她仿佛完全不知道童磨害怕阳光那样,在光下吃完了那碗豆饭。
白发的教主停留在阴影中,却是连手也伸不过来。
辛夷解决了饿肚子的问题,终于有力气逗弄童磨。
【为什么不过来一起坐坐呢? 】
她朝童磨招了招手,【晒太阳真的很舒服。 】
真可惜,没有再在童磨的眼里看到蛇类的瞳孔,没有出现在其中的阴鸷色彩。他那双彩虹一般的眼睛天然带有温暖的情绪。
“我不能见光的哦。”
白发的教主毫不避讳地说起了自己的弱点,“碰到阳光会死。”
如此坦然,倒让辛夷不知道说什么好了。
【那你不应该在白日出来。 】
【白日里没有那么多影子,出来的话总会不可避免与阳光接触。 】
辛夷想,其实鬼对阳光应该还有一定的抵抗力,并不是接触阳光一下就会消失,在这其中有一个过程,到达临界点后,鬼才会在阳光下灰飞烟灭。
不过阳光应该是最厉害的武器,与砍头一样,是鬼的致命弱点。不像是紫藤花,实力强悍的鬼甚至能抵抗紫藤花的毒素。

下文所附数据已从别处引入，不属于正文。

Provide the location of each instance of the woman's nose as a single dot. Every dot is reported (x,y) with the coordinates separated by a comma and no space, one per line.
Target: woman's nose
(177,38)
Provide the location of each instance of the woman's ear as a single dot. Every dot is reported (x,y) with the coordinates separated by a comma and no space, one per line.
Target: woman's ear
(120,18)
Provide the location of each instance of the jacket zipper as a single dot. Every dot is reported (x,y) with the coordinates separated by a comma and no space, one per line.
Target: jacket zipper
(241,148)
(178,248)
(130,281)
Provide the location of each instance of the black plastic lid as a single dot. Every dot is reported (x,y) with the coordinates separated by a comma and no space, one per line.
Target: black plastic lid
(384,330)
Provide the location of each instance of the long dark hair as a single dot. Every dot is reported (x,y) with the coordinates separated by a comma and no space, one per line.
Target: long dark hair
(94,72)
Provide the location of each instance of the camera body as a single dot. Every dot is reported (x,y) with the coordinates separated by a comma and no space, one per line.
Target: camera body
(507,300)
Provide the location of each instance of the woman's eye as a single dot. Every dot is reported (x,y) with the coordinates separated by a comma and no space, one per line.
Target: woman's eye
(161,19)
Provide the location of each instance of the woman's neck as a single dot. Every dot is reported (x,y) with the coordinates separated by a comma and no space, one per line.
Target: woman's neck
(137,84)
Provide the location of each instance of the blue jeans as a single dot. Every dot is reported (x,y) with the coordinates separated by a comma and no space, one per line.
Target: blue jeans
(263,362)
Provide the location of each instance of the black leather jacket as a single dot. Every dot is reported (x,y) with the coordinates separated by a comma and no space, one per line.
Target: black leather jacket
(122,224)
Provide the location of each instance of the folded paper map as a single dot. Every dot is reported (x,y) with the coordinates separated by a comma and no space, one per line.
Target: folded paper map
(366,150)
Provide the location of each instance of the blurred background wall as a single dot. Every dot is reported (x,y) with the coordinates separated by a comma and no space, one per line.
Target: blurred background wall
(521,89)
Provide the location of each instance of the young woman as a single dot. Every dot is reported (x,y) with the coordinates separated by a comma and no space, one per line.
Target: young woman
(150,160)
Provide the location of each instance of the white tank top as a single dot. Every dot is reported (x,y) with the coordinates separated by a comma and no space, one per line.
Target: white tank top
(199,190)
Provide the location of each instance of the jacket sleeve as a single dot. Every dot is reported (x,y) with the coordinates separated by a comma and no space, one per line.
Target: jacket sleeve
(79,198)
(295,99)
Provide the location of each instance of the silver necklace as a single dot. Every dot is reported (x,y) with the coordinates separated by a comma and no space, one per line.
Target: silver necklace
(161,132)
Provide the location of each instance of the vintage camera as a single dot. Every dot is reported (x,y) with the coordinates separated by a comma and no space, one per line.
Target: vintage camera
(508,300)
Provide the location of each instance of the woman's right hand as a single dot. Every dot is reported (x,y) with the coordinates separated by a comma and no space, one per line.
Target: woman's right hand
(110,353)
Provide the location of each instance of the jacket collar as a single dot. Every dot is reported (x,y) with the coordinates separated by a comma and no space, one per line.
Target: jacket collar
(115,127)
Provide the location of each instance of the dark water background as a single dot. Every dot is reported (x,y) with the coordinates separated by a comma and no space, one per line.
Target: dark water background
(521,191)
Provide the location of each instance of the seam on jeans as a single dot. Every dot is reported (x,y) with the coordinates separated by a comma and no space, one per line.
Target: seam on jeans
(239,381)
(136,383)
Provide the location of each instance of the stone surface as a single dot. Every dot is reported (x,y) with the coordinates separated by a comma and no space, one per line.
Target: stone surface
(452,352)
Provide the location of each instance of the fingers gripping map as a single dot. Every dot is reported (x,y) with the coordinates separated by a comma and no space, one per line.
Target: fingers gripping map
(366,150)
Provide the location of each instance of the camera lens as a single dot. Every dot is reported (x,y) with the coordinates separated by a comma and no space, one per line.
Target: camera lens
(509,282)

她被晒得眯起了眼睛,忽然就有些懒怠考虑问题,只想像猫一样舒展身体,躺在阳光下舒舒服服地睡觉。
耳边童磨的声音絮絮,和啾鸣声一道落入辛夷耳中。
“可若是白日不出来,却见不到辛夷。”
“我与辛夷的相处时日本就很少了。”
“我的贪心很多,总想和辛夷长长久久地在一起。”
那些虚妄的话语无孔不入地钻入,鸟鸣声没有掩盖其分毫。她听到了滴滴答答的声音,像是水珠坠落,可是明明闭上眼之前,还是晴好的天气。
她豁然睁开眼,童磨手腕上落下了一片鲜红,他割开了自己的手腕,任凭鲜血流下。
辛夷惊奇地看向他,不知道童磨为什么忽然就割腕了。
是想自杀吗?
可他一个鬼,即使割了腕,也能好好地活着,或许还没等血流多少,他手腕上的伤口就自己愈合了。
尽管如此,辛夷还是问了一句:【你在做什么? 】
那手腕伸到了她眼前,刚好就卡在那一道光与影的边缘,被不知道什么利器割开的伤口血肉绽开,模样狰狞。
鬼和人在受伤的时候,伤口却是出奇的相似。
童磨像是沉浸在了自己的臆想中,他的唇色在流血的状态下更红,灼烧到眼中,醉了酒一般的迷离。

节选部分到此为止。